On the other hand, empirical philosophy and the basis of the scientific method of investigation were formalized in large part during the Late Middle Ages by Franciscan friar Roger Bacon.
 
The Dark ages are any time when peoples butts are wahed less often than yours.
 
I hope the law doesn't go through, but it probably will. Politics and facts don't mix.
 
I suppose that definitions might be in order. A typical definition of the middle ages might be from the withdrawl of the roman legions from England early in the 5th c. (or the renunciation of the emperorship by Romulus Augustulus in 441, I think) to the invention of the printing press/discovery of the nnew world. While in the past this might have been referred to as the dark ages, the term has referred to a steadily narrower period of time. Perhaps now from the fifth c. to the Corenation of Charlemaine in 800. Even during that period art was robust as it was thru the middle ages. The greatest achievements were probably in the areas of law under Henry i and Edward I in England. As far as science/technology goes, the advances, as pointed out, tended to do with warefare: the apotheosis of castle building under Edward I, gunpowder weaponry from the 13th c. onward, the growth of professional armies, the rowel spur.

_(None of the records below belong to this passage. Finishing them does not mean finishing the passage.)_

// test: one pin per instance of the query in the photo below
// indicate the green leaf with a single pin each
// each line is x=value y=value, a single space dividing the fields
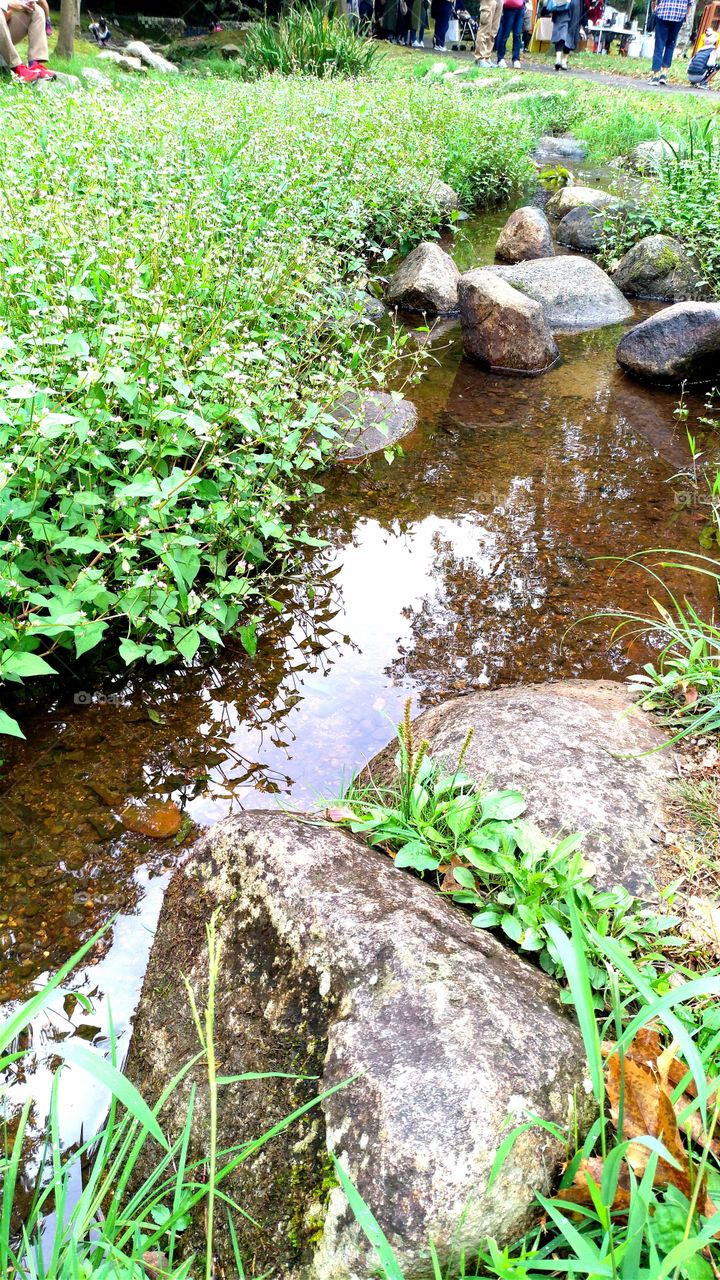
x=89 y=638
x=24 y=664
x=369 y=1225
x=188 y=644
x=9 y=726
x=417 y=855
x=249 y=638
x=130 y=650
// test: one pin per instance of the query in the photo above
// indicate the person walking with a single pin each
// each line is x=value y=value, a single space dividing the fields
x=491 y=13
x=21 y=18
x=511 y=24
x=442 y=13
x=418 y=23
x=565 y=31
x=669 y=18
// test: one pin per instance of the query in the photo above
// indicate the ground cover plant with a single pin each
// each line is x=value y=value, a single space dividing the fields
x=638 y=1197
x=174 y=330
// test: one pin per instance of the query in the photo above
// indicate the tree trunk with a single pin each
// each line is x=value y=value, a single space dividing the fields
x=67 y=36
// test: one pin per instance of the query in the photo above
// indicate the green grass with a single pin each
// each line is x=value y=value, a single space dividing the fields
x=632 y=1202
x=174 y=334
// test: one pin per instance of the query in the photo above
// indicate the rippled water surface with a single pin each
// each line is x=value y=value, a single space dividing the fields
x=460 y=566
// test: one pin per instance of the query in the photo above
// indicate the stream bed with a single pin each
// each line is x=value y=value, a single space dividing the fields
x=464 y=565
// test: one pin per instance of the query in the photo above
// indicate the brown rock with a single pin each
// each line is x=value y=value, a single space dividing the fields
x=427 y=280
x=525 y=234
x=341 y=969
x=502 y=329
x=678 y=343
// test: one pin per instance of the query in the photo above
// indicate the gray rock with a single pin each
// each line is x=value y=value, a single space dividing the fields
x=123 y=60
x=575 y=752
x=337 y=965
x=502 y=329
x=648 y=156
x=679 y=343
x=660 y=268
x=151 y=59
x=427 y=280
x=525 y=234
x=575 y=293
x=568 y=150
x=582 y=228
x=369 y=423
x=62 y=78
x=577 y=197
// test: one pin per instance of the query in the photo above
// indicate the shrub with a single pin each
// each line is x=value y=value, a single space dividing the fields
x=309 y=41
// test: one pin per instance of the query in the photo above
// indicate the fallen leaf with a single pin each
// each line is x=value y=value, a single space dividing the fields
x=449 y=885
x=648 y=1111
x=341 y=814
x=579 y=1192
x=155 y=818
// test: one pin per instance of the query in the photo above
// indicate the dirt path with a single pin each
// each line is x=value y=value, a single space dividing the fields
x=620 y=81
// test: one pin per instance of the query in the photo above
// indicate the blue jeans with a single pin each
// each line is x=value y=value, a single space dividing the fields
x=510 y=23
x=665 y=39
x=442 y=21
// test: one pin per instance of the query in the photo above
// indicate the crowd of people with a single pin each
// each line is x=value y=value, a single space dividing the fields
x=513 y=21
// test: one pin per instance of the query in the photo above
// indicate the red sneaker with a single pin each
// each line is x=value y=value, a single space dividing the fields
x=26 y=73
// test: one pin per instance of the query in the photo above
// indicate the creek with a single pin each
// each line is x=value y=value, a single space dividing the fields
x=463 y=565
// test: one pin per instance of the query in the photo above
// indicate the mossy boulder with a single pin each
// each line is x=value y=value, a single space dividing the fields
x=661 y=268
x=340 y=968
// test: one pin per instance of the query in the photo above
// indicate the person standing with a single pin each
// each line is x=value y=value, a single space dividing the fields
x=669 y=18
x=418 y=22
x=565 y=32
x=511 y=24
x=491 y=12
x=21 y=18
x=442 y=13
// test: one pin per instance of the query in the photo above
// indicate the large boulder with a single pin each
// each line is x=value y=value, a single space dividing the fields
x=578 y=750
x=579 y=197
x=650 y=156
x=679 y=343
x=502 y=329
x=368 y=423
x=427 y=280
x=566 y=150
x=151 y=59
x=123 y=60
x=583 y=228
x=525 y=234
x=574 y=292
x=661 y=268
x=338 y=968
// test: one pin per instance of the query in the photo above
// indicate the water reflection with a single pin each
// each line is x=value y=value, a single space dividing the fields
x=460 y=566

The development of printmaking was an elaboration of the etched decoration of armor in germany, in Augsburg by Danial Hopfer. But that was very late.

Science? Not really sure except that ID today owes a lot to the thinking prevalent at the time. I suppose one might argue that the development of more efficient gunpowder by observation of cause and effect might be viewed as employing the scientific method.